Hoekzema and her research team studied physical changes in (human) moms’ brain structure by scanning the brains of about 80 men and women, more than half of whom hoped to have their first child. After the women gave birth, the team scanned everyone's brains a second time, and a third time after their children’s second birthday.
She presented their findings at the Neuroscience 2017 meetings: Moms’ brains changed so uniquely that a computer algorithm easily sorted which brain scans belonged to women who had gone through pregnancy and which did not. Notably, the gray matter around areas of the brain associated with “theory of mind” (ability to consider others’ mental states) had shrunk in the brains of women during pregnancy, and remained shrunken two years later.
Teenagers undergo a similar process. During puberty, teenagers are awash in hormones, much like pregnant women, and their brains are shrinking – also like pregnant women. Yet, in teens, this change is known to be “a very essential process of fine-tuning, which leads to more efficient neural networks," says Hoekzema. A similar thing may happen in new mothers: As their brains change, neural pathways underlying social intelligence may become more efficient. “This may help a woman prepare for being a mother,” Hoekzema suggests.
Researchers also use animal studies to learn about motherhood.

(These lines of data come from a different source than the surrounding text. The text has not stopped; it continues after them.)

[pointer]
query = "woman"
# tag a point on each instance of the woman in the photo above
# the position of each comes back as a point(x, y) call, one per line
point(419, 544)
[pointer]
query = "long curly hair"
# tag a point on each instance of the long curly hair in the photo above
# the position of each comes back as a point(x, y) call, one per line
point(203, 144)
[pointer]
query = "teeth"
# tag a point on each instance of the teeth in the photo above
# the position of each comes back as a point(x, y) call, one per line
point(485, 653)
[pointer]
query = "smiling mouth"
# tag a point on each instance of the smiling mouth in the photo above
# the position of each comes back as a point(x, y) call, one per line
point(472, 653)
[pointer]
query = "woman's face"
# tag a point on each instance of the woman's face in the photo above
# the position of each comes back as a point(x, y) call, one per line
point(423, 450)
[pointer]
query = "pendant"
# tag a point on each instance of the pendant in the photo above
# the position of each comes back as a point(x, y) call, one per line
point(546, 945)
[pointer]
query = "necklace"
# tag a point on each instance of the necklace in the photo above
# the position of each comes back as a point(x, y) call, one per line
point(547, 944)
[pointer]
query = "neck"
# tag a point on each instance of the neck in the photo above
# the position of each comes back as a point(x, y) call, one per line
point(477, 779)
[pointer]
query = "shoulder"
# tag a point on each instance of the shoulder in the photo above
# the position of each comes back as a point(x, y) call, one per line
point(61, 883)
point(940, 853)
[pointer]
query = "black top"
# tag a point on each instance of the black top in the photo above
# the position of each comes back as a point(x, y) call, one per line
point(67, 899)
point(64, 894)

Two studies from the Froemke Lab at NYU School of Medicine, presented at Neuroscience 2017, examined how mouse brains respond to baby calls. Baby mice separated from their mothers emit ultrasonic calls. Mother mice hearing these calls retrieve their pups and bring them back to the nest. However, mice that have not given birth ignore the calls (researchers know that non-mom mice hear the calls, because an unrelated experiment tested their hearing).
Postdoctoral researcher Silvana Valtcheva played recorded baby mouse calls to mother mice and to mice that were not moms, while measuring their brain responses. In brains of mother mice, neurons lit up in a region called the paraventricular nucleus, but nothing happened there in brains of non-moms. The paraventricular nucleus is important as a place that makes oxytocin, a hormone involved in (among other things) mother-child bonding. These findings might help us understand how human moms bond with their babies.

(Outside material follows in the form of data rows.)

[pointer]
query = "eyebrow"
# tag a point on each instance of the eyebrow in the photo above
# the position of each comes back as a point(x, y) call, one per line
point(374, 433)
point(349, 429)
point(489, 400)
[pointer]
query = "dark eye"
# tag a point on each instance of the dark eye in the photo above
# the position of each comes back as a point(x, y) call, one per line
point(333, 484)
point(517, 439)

Interestingly, mice don't have to be moms to have “maternal-looking” brains and behavior. Mice that spend time with a mom and her litter are known to start acting like "babysitters": They fetch crying baby mice, like mother mice do. According to Jennifer Schiavo, a PhD candidate in the Froemke lab, these babysitters’ brains change, too!

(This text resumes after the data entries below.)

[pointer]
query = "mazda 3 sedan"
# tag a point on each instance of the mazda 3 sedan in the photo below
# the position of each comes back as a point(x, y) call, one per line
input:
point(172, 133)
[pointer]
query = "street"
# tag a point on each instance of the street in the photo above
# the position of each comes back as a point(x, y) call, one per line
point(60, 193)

For her study, Schiavo generated a series of fake baby mice cries that resembled, but differed slightly from, the cries of real baby mice. Fake cries were faster or slower, or had a different pitch than authentic baby mouse cries, simulating the fact that no baby sounds exactly like another baby. Researchers played those cries, along with real cries, to three categories of test mice: mom mice, "babysitter" mice and mice that never gave birth or spent time near babies.
In mother mouse brains, neurons in the auditory cortex – the brain region that translates signals from our ears into what we hear – reacted to a variety of baby mouse calls, the fake "close enough" ones and the real ones. Mice that had never given birth or spent time around babies reacted only to real cries. But if mice from this latter category were housed with a mom and her pups, their brains started responding to baby mouse cries in a way almost identical to mother mice. About 24 hours later, these mice began acting like “babysitters.”
Schiavo compares this process to learning English. "If I say 'hello' slowly or quickly, you still understand me." Someone who doesn't speak English might have trouble understanding a fast hello, or hello spoken with an accent, but as they study more their brain adapts. Similarly, these mice are learning that babies can sound different from one another, and their brains change to accommodate that fact. The research, Schiavo says, is an example of "experience-based plasticity," how experiences change the brain, and may also elucidate how brains change when people become parents.